Por Márcio Martinho B. de Almeida.
A mobilidade é importante para o ser humano desde o surgimento do homem
no planeta. A história do transporte se confunde com a história do homem
(MERENNÉ, 2013). Na fase nômade o homem se espalha no espaço, ora carregando
suas armas primitivas, sozinho ou em bando. Este fenômeno ficou registrado na
história através da paleontologia, dos símbolos rupestres, da cartografia, que
é a percepção de se dominar o espaço conhecido, ora em fragmentos de barro, ora
em paredes nas cavernas. O homem visualizava seu horizonte e o registrava para
poder se deslocar. Os primeiros registros de caminhos seguidos surgem então, na
necessidade de se encurtar distancias. Com a acomodação do homem num lugar só,
a agricultura e criações foram se configurando em forma de sobrevivência nos
locais fixos. Embora não se tenha registros da data precisa onde começaram as
comunicações entre tribos, os excedentes produzidos começam a serem
intercambiados. É fácil imaginar que estes excedentes são transportados entre
tribos, mais tarde entre vilas, depois cidades e por aí adiante. É difícil de
definir quem surge primeiro: o comércio ou o transporte? Os dois elementos são
fundidos, sendo um pertencente ao outro, um não existindo sem o outro, seja de
forma física seja através de troca de comunicação. Pessoas e mercadorias se
transportam, A comunicação é transportada ora pelo sistema de boca a boca, ora
por cartas e telegramas no passado recente, ora por cabeamento, conforme
acontece na atualidade. O fato é que o movimento de pessoas, mercadorias e
informações foram componentes na vida econômica, social e cultural da nossa
civilização (RODRIGUE, 2013).
A conceituação da
geografia do transporte é antiga e trabalhada por diversos autores em diversos
artigos (LUZ, 2010) e mostra a importância da matriz para o estudo do espaço
como modelador:
Os Transportes constituem um elemento geográfico de
primeira importância que concretiza o empreendimento do homem e seus sistemas
econômicos e políticos, às vezes ideológicos, sobre o espaço de forma menos ou
mais intenso. As redes de transportes materializam as relações de equilíbrio
entre os diferentes agentes que tendem a adquirir certo controle do espaço
terrestre (RITTER (1971,
p.6), citado por LUZ (2010)).
A
dinâmica da mobilidade, de certa forma causa transformações e será alvo da
compreensão da geografia no que diz respeito á organização do espaço nos
diversos níveis do sistema socioeconômico, desde deslocamentos, fluxos ativos,
desenvolvimento de infraestruturas (PEREIRA, MORAIS e FERREIRA, 2012). No geral,
é instrumento de estudo essencial no ordenamento e planejamento territorial.

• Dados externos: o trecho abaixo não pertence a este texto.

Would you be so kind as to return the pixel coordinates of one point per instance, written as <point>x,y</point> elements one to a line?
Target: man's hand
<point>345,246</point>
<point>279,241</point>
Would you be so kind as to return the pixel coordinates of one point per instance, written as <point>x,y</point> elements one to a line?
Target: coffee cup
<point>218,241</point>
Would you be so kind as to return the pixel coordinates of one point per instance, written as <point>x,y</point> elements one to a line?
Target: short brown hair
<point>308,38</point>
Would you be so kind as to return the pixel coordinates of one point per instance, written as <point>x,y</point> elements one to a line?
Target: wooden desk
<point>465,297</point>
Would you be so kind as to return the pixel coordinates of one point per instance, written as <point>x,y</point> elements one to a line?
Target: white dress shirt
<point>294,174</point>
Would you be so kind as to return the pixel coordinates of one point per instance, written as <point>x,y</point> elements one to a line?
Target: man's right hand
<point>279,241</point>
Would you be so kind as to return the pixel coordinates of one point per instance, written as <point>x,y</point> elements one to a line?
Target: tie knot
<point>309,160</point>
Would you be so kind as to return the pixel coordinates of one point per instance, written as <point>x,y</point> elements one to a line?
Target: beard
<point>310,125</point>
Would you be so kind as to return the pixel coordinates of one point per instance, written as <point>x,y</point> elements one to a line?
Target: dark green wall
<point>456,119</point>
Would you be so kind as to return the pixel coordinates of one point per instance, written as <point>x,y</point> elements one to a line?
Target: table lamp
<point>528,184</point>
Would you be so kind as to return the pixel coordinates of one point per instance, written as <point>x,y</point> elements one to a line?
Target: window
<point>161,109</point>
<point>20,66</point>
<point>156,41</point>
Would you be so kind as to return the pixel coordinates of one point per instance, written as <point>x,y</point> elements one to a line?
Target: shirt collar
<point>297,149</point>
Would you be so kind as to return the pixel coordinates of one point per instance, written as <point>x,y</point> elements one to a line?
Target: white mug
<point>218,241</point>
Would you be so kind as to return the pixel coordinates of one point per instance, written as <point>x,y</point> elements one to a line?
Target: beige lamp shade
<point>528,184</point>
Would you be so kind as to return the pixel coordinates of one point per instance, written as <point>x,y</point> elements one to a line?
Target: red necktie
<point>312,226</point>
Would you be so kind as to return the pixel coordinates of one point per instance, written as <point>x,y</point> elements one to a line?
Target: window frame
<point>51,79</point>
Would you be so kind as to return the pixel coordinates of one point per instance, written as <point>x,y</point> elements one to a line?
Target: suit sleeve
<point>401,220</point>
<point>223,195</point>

Ainda a definição sobre esta subdisciplina da Geografia Econômica, conforme Rodrigue
(2013):
Geografia de transporte é uma subdisciplina
da geografia preocupado com a mobilidade de pessoas, mercadorias e informações [...]. Procura-se compreender a organização espacial da mobilidade,
considerando seus atributos e limitações, como eles se relacionam com a origem,
destino, extensão, natureza e propósito dos movimentos.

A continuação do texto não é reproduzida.